Les attentats succédaient aux attentats, on voyait des jeunes gens qui se promenaient dans les rues le pistolet à la ceinture, on faisait des manifestations bruyantes baptisées « concert de casseroles » où, même nous les enfants, étions autorisés à accompagner nos parents sur le balcon pour taper avec une louche sur une gamelle. Cinq coups synchronisés symbolisant al-gé-rie-fran-çaise qui résonnaient dans toute la ville et qui me ravissaient de joie de pouvoir participer à un tel tohu-bohu.
Mais la situation empirait de jour en jour et, comme de plus en plus d’attentats étaient commis par des Européens en représailles de ceux organisés par les Arabes, on en vint à ce que les forces de maintien de l’ordre interviennent régulièrement contre la population française.
Or, les gendarmes mobiles, chargés de ce maintien de l’ordre, avaient précisément choisi la gare comme quartier général.
Dans l’atmosphère de western qui s’était peu à peu mis en place sur la ville, il n’en fallait pas plus pour que certains décident de se « venger » de cette traîtrise et chaque soir, ou presque, des hommes montaient sur le toit de l’immeuble et tiraient sur les gardes mobiles qui ne manquaient pas de riposter.
C’est ainsi qu’à de nombreuses reprises, alors que nous étions à table, la pétarade commençait. Mon père donnait alors l’ordre de prendre son assiette et de se coucher sur le sol pour poursuivre le repas. Tout le monde ventre à terre !
Quel n’était pas mon plaisir de contempler, ainsi allongé, les balles passant devant notre fenêtre. J’avais rapidement appris qu’il y avait une balle traçante toutes les cinq balles et le décompte se faisait naturellement : cinq, dix, quinze, vingt,…

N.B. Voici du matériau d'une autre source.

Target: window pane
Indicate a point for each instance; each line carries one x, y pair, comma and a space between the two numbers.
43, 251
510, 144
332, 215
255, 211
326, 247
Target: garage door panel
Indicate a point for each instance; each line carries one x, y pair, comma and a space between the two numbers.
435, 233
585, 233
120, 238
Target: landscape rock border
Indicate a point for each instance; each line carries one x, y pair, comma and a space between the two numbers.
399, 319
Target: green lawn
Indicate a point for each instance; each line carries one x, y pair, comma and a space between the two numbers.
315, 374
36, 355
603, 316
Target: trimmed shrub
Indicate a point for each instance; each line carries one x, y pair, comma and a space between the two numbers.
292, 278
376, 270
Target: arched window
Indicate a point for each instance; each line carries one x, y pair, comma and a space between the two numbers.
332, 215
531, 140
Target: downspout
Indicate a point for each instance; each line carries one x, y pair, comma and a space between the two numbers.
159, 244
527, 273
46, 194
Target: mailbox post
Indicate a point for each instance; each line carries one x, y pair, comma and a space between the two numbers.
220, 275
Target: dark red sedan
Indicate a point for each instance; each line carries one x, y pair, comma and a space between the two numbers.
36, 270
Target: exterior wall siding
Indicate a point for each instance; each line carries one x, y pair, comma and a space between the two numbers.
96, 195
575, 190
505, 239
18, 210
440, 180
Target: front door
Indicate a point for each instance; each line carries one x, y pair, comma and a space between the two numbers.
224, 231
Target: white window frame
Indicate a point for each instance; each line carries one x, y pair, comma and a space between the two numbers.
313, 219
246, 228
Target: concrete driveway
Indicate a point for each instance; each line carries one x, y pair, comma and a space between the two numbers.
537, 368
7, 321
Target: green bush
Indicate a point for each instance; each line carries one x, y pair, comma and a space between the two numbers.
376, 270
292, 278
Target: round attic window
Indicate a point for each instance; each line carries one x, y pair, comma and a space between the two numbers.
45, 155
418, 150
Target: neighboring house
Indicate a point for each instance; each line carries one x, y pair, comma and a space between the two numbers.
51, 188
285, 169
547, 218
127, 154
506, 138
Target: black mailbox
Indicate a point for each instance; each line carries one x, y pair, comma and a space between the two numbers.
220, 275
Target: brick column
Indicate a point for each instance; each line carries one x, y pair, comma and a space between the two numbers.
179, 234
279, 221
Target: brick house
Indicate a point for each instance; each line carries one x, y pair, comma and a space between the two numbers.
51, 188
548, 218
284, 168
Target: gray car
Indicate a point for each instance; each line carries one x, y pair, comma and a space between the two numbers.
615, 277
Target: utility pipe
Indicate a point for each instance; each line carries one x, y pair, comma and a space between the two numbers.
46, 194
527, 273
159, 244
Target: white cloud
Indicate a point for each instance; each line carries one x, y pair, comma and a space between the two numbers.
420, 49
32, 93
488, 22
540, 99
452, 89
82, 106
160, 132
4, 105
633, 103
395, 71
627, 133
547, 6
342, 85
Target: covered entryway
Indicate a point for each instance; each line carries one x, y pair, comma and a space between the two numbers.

De temps en temps on entendait un gros boum et on sentait l’immeuble trembler, c’était un obus de 12,7 qui avait frappé la façade de l’immeuble, mais je continuais, avec mes sœurs, à compter : quatre-vingt cinq, quatre-vingt dix,…
Souvent le lendemain, nous allions voir chez nos voisins les dégâts que les obus avaient occasionnés. Tout le monde était effondré, moi j’étais subjugué ! Je n’ai pas de mots pour vous décrire la physionomie de la machine à laver le linge qui s’était pris un obus en plein hublot ! Même dans les bandes dessinées les plus délurées, on n’en a jamais vu de pareilles !
Heureusement, notre appartement ne fut jamais touché de la sorte, mais je ne pourrai jamais oublier l’allure de la façade donnant sur la gare qui tenait plus du gruyère que du miroir.
Avec le temps, j’ai appris et compris que tout cela n’était pas qu’un jeu et que les risques étaient alors énormes. Mais dans ma tête, puisque tout s’est finalement bien passé pour nous, toutes ces péripéties sonnent toujours comme de « bons » moments.